Moroney claimed that agricultural contractor services “have been proven to be the most tax-efficient, economical, and reliable choice for many Irish farming businesses”.

Highlighting inflationary new tractor prices, he added: “It has never been more important for contractors to take account of these additional costs balanced against possible improvements in output, in establishing their charge rates with the support of the FCI Contractor Charges Guide.”

The FCI CEO also pointed to the high cost of insurance premiums and the cost of farmer credit – with a claimed €60 million in long-term debt now owed to farm contractors – as additional factors taken into consideration.

Moroney said that this long-term debt “is costing the contracting sector in Ireland in the region of €3.5 million each year in interest”.

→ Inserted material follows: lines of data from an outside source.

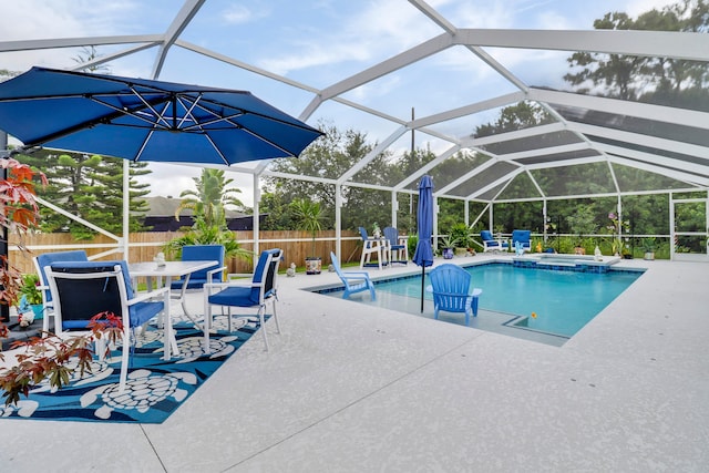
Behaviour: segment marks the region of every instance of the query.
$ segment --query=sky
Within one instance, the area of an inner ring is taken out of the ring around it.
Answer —
[[[610,11],[631,17],[671,4],[667,0],[431,0],[429,4],[456,28],[589,30]],[[179,11],[178,0],[22,0],[0,2],[0,43],[54,38],[162,34]],[[270,71],[309,88],[325,89],[369,66],[441,34],[407,0],[207,0],[181,39],[234,60]],[[125,47],[102,47],[107,54]],[[562,88],[568,52],[486,49],[502,65],[530,85]],[[32,65],[71,68],[80,49],[0,52],[0,69],[24,71]],[[109,64],[114,75],[151,78],[155,49]],[[543,64],[541,66],[540,64]],[[157,79],[249,90],[276,107],[307,120],[366,133],[381,142],[399,125],[370,114],[325,102],[311,116],[301,116],[312,100],[307,91],[222,62],[173,48]],[[516,91],[464,48],[452,48],[347,92],[343,97],[376,107],[400,120],[440,113]],[[495,119],[496,110],[451,121],[435,131],[469,134]],[[394,143],[408,148],[410,135]],[[417,134],[417,146],[440,151],[449,144]],[[199,168],[150,165],[151,195],[178,196],[194,188]],[[233,186],[253,204],[253,177],[234,173]]]

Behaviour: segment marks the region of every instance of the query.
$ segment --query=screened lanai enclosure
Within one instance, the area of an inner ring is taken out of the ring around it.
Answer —
[[[0,32],[0,69],[249,90],[311,126],[360,132],[367,152],[336,147],[347,156],[327,165],[301,165],[306,150],[299,162],[225,167],[254,215],[279,179],[322,199],[337,253],[343,230],[373,224],[362,203],[382,227],[415,230],[417,185],[430,175],[436,236],[456,224],[525,228],[554,248],[559,235],[607,235],[615,219],[630,245],[709,258],[703,0],[111,3],[64,17],[49,0],[31,12],[2,4],[17,27]],[[258,235],[255,218],[256,249]]]

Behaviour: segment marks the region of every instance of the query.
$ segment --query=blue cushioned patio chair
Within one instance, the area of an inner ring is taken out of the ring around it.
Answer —
[[[349,297],[357,292],[362,292],[368,290],[371,295],[372,300],[377,300],[377,294],[374,292],[374,285],[371,279],[369,279],[369,273],[367,271],[342,271],[340,268],[340,261],[338,260],[335,253],[330,251],[330,260],[332,261],[332,266],[335,267],[335,271],[342,280],[345,285],[345,292],[342,294],[342,299],[349,299]]]
[[[264,343],[268,350],[268,336],[266,335],[266,302],[271,301],[276,330],[280,333],[280,325],[276,313],[276,301],[278,300],[278,265],[280,264],[282,251],[278,248],[261,251],[254,269],[251,281],[248,286],[233,282],[207,282],[204,285],[204,343],[207,353],[209,348],[209,330],[212,329],[212,306],[227,307],[227,328],[232,331],[232,308],[258,308],[258,321],[260,331],[264,333]],[[237,317],[244,317],[237,315]]]
[[[389,254],[391,256],[391,263],[408,265],[409,264],[409,245],[407,245],[407,241],[402,243],[399,239],[399,230],[395,229],[394,227],[386,227],[384,238],[389,240]]]
[[[52,308],[52,292],[49,290],[49,281],[47,280],[47,270],[49,266],[59,261],[88,261],[89,256],[83,249],[76,249],[71,251],[54,251],[44,253],[32,258],[34,268],[40,277],[39,289],[42,291],[42,330],[49,331],[49,319],[54,317],[54,310]],[[54,322],[56,325],[56,322]]]
[[[91,318],[102,312],[113,312],[123,322],[123,350],[119,391],[125,389],[132,336],[153,317],[164,312],[166,330],[169,323],[169,305],[165,304],[168,288],[136,295],[131,286],[131,275],[125,261],[64,261],[45,268],[56,328],[60,337],[71,331],[88,331]],[[158,300],[154,300],[158,298]],[[169,326],[172,330],[172,326]],[[172,333],[172,331],[169,332]],[[169,342],[176,346],[174,337]],[[102,354],[97,348],[99,354]]]
[[[224,245],[185,245],[182,247],[183,261],[217,261],[214,266],[172,281],[169,286],[172,289],[169,297],[182,305],[183,312],[198,330],[202,330],[202,326],[187,311],[185,294],[187,289],[202,290],[207,282],[224,282],[224,271],[226,270],[224,254]]]
[[[506,251],[507,250],[507,241],[496,240],[492,236],[492,232],[482,230],[480,233],[480,238],[483,240],[483,251]]]
[[[512,247],[516,248],[520,244],[522,253],[532,250],[532,232],[531,230],[513,230]]]
[[[482,289],[470,290],[471,275],[456,265],[436,266],[429,273],[433,292],[433,313],[439,311],[465,313],[465,325],[470,325],[470,315],[477,317],[477,302]]]

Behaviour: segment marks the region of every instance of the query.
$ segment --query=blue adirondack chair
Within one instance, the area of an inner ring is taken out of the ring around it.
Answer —
[[[445,264],[429,273],[433,292],[434,318],[439,311],[465,313],[465,325],[470,325],[470,315],[477,317],[477,302],[482,289],[470,289],[471,275],[456,265]]]

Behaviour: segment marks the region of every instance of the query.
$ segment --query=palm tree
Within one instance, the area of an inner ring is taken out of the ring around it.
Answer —
[[[242,191],[227,188],[234,179],[226,179],[222,169],[202,169],[202,176],[195,177],[196,191],[183,191],[183,200],[175,210],[175,218],[179,219],[183,209],[191,209],[194,214],[194,225],[185,235],[165,244],[163,250],[171,257],[178,257],[184,245],[224,245],[227,257],[248,259],[251,253],[243,249],[236,240],[234,232],[226,226],[227,205],[244,208],[244,204],[235,194]]]
[[[322,229],[320,225],[320,220],[322,220],[320,203],[307,198],[298,198],[290,203],[290,208],[298,226],[312,234],[312,256],[315,257],[315,237]]]
[[[227,188],[234,179],[225,179],[224,171],[204,168],[201,177],[194,177],[197,189],[183,191],[179,197],[183,198],[175,210],[175,219],[179,219],[179,214],[184,209],[191,209],[195,219],[202,217],[208,227],[216,226],[219,229],[226,228],[226,206],[233,205],[244,208],[244,204],[235,194],[242,191],[232,187]]]

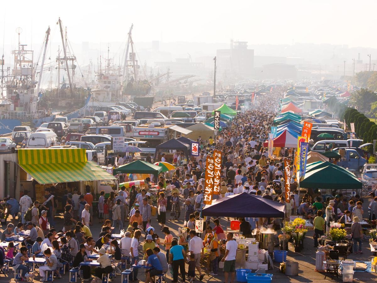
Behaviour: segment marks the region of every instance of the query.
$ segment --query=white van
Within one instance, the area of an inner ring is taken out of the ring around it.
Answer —
[[[346,140],[324,140],[316,143],[311,148],[311,150],[318,152],[324,152],[336,148],[344,148],[349,146],[348,142]]]
[[[33,133],[28,140],[26,148],[47,148],[52,143],[58,145],[58,136],[54,132],[40,132]]]

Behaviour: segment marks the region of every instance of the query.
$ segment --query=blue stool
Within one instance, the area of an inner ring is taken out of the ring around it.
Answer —
[[[77,272],[78,272],[78,268],[72,268],[69,271],[69,282],[75,282],[77,281]]]
[[[126,269],[121,274],[122,275],[122,282],[121,283],[128,283],[129,276],[132,273],[133,271],[133,269],[132,268],[129,269]],[[124,279],[123,279],[123,277],[124,277]]]

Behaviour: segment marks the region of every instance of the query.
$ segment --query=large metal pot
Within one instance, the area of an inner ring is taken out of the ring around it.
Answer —
[[[274,240],[274,234],[259,232],[257,235],[256,240],[259,242],[260,249],[268,249],[270,244]]]

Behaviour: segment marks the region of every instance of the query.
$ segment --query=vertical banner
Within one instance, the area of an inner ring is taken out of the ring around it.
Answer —
[[[313,127],[313,124],[309,122],[304,122],[304,126],[302,127],[302,132],[301,133],[301,135],[303,137],[306,139],[307,142],[309,142],[309,140],[310,139],[310,135],[311,134],[311,128]]]
[[[274,135],[272,133],[268,133],[268,158],[272,158],[273,147]]]
[[[300,145],[300,178],[302,179],[305,175],[307,158],[309,150],[309,143],[301,143]]]
[[[221,170],[221,152],[215,149],[213,151],[213,167],[215,177],[213,178],[213,194],[219,195],[220,193],[220,176]]]
[[[199,156],[199,143],[197,142],[191,142],[191,155]]]
[[[215,111],[215,117],[213,120],[213,129],[218,130],[220,129],[220,115],[221,111]]]
[[[349,125],[351,126],[351,132],[355,132],[355,123],[350,123]]]
[[[203,203],[205,205],[212,203],[213,194],[213,178],[215,161],[213,157],[207,155],[205,161],[205,176],[204,177],[204,194]]]
[[[289,158],[285,158],[284,159],[284,197],[286,201],[288,199],[288,192],[290,189],[290,185],[291,184],[291,170],[290,169],[290,160]]]
[[[271,126],[271,133],[273,135],[273,138],[277,136],[277,127],[274,126]]]

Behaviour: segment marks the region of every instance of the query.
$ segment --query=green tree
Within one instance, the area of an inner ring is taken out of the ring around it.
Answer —
[[[367,82],[368,89],[372,91],[377,91],[377,72],[372,72]]]
[[[356,73],[354,77],[354,83],[360,88],[367,88],[368,80],[371,75],[371,72],[368,71],[362,71]]]
[[[361,113],[368,113],[371,105],[377,101],[377,95],[368,89],[362,88],[352,92],[349,102],[351,105]]]

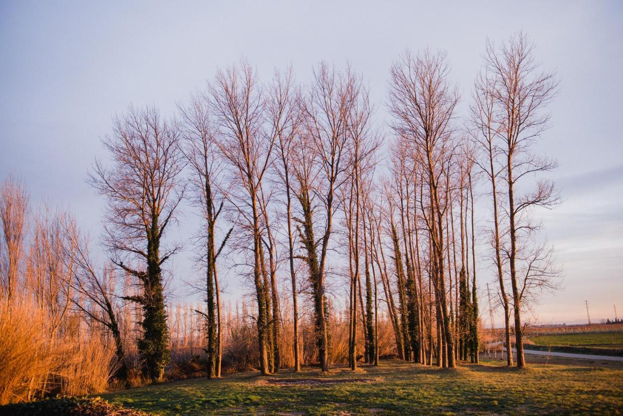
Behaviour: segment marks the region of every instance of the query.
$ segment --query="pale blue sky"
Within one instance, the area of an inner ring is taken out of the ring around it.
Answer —
[[[265,79],[292,64],[303,81],[319,60],[348,60],[382,120],[391,61],[427,46],[447,51],[462,111],[487,37],[523,30],[561,81],[542,150],[560,163],[552,177],[565,201],[545,221],[566,277],[535,312],[581,321],[587,299],[595,320],[614,304],[623,315],[623,2],[436,2],[2,0],[0,177],[21,175],[36,202],[45,195],[70,205],[97,237],[102,203],[84,178],[112,115],[131,102],[172,114],[241,56]],[[191,273],[189,256],[176,259],[178,274]]]

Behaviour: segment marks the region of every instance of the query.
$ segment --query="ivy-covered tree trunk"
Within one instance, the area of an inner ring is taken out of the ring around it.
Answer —
[[[143,337],[138,341],[138,355],[143,375],[155,381],[162,379],[164,367],[171,360],[157,223],[156,219],[148,233],[147,275],[143,281],[145,294],[141,322]]]
[[[394,260],[396,262],[396,273],[398,281],[398,301],[400,304],[400,330],[402,337],[402,356],[405,360],[411,359],[411,341],[409,339],[408,316],[407,313],[407,299],[404,282],[404,269],[402,268],[402,256],[398,241],[398,233],[393,222],[391,224],[392,242],[394,245]]]
[[[305,256],[303,259],[309,268],[309,278],[312,284],[314,304],[314,322],[317,337],[318,358],[320,367],[323,371],[328,369],[328,339],[326,331],[326,305],[324,293],[322,272],[320,270],[318,254],[316,251],[316,239],[313,232],[313,211],[310,198],[309,190],[302,183],[297,198],[303,211],[302,228],[298,226],[301,241],[303,243]]]
[[[372,281],[370,279],[370,268],[366,253],[366,345],[367,346],[366,362],[373,364],[376,351],[374,349],[374,316],[372,293]]]

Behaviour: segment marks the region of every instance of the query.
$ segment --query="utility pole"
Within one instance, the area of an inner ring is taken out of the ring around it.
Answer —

On another note, he said: “FCI always advocates that all contractors should examine their costs of operation in working out their individual charges.

“To ensure sustainability of the business, charges must be based on a realistic examination of the cost of the operating tractors and a full host of machinery, as well as the costs of running a modern progressive rural enterprise.

An FCI tractor cost analysis has shown that a 120hp modern tractor will require a minimum rate of €55 per hour in order to cover the operating and labour costs, irrespective of the work done.

He believes that 55% of that hourly cost is accounted for by labour and diesel costs, with 25% allocated to maintenance, repairs costs, fuel and insurance costs, giving a very tight operating margin.

“Contractors need to look very closely at costs in order to establish rates for their services that will allow for profit and take into account the huge depreciation costs associated with owning modern farm equipment,” he added.